LG Let me continue further with this… One thing I heard you say this past summer that really stood out for me, that painters who seek out industrial-type subject matter, thinking that they will avoid kitsch by doing so, are just fooling themselves. Do you mean by this that what the painter selects to paint from in nature shouldn’t necessarily be the true subject, and the reason behind the painting; that the real subject should be the painting itself. I’d like you to speak more about this issue of kitsch and perceptual painting.
IH Well, You know, Italy is so picturesque it’s dangerous! Choosing to paint an industrial complex in Italy as a way of skirting the dangers of kitsch is really just another form of sentimentality. Decisions far more integral to the act of painting must be taken up. I make a distinction between the picturesque and the pictorial – oceans separate them. One treads carefully with how and where subject-matter is prioritized in the formational scheme of things when setting about a work. If it’s in the forward plane, you’re sunk. Great works of art are distinguished by transcendent qualities, their quality of rising above the subjects depicted. All subjects are kitsch, or can be really, and if there are subjects current fashions sanction, be assured time will render them super-kitsch in short shrift. I despise “camp” even more because it’s just sophistry disguised as kitsch.
Edgar Degas. Portrait of Thérèse de Gas (the Artist’s Sister) 1858-1860 Oil on canvas. Musée d’Orsay, Paris, France.
Recently I’ve been sending my students to look at and make drawings after Degas‘ painting of Thérèse de Gas. This is a remarkable and amazingly instructive early portrait he did of his sister that hangs at the Musée d’Orsay.
Looking at it through an eye lacking the prism of a pictorial intellect, I imagine one would find this picture ridiculously funny. Here is Thérèse decked out in what I’m sure was the haute couture of her day. She stands concealed in layered wraps of bourgeois modesty, hair in a pompadour atop which is a flower. A bonnet is atop this coiffure beset by a huge pink ribbon tied into a big bow tucked tightly under the chin and whose two hanging ribbon-ends fall at the level of her hips. I mean, this part of the arrangement looks like it should be some kind of medallion they stick to a side of beef! Then there’s the huge black shawl with a transparently laced border along the bottom extending down the front below the knees, and under all this, is the fluffiest bell-shaped full skirt that must surely touch the floor.
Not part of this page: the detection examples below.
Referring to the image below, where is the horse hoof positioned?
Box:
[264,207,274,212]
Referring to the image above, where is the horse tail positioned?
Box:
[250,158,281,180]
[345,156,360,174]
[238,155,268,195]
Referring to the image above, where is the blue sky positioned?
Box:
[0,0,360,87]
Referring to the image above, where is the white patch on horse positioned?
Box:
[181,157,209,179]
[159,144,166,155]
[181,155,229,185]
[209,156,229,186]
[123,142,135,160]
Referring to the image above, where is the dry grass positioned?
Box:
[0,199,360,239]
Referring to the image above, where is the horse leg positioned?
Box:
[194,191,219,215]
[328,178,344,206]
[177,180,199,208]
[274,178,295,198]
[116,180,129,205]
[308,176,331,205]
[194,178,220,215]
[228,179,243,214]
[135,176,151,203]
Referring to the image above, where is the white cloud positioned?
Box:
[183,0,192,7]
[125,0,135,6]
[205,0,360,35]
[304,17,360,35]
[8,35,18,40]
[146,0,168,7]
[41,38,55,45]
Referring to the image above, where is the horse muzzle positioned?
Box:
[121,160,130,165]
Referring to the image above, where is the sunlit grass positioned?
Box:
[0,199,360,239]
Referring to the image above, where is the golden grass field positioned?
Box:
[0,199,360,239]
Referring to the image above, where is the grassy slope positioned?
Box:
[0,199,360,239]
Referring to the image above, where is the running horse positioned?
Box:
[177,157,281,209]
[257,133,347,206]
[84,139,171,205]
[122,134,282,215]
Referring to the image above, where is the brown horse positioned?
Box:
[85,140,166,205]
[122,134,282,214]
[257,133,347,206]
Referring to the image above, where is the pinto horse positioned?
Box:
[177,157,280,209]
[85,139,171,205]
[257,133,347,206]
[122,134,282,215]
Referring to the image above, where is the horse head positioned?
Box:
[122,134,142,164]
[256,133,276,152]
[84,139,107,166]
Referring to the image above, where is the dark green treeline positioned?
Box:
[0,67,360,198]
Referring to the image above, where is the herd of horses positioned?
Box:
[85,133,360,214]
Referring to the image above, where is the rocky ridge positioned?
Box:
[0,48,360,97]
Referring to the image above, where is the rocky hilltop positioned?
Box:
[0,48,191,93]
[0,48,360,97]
Looking at this is not too dissimilar to those cringe-inducing experiences we have of looking at old snapshots of ourselves, perhaps as unbearably goofy and vain teens, and you’re agasp thinking: oh my God, the pimples and braces are the best part of this!
Yet there is nothing at all ridiculous in this portrait of Thérèse! It’s in fact dead serious because every one of these accoutrements has been made severely elemental, molded into an abstracted geometry by the most ingenious pictorial intellect. The possibility for sentiment is here confined by a severe formal scheme, a construct that leaves no doubt as to its purpose – it is completely in the service of this picture! Remove, no, just shift, one element in this telelogical construct, and there will be nothing left of it.
Look, we are most certainly products of our own time and environment, but to transcend in art time-bound sentimentalities, one must grasp this.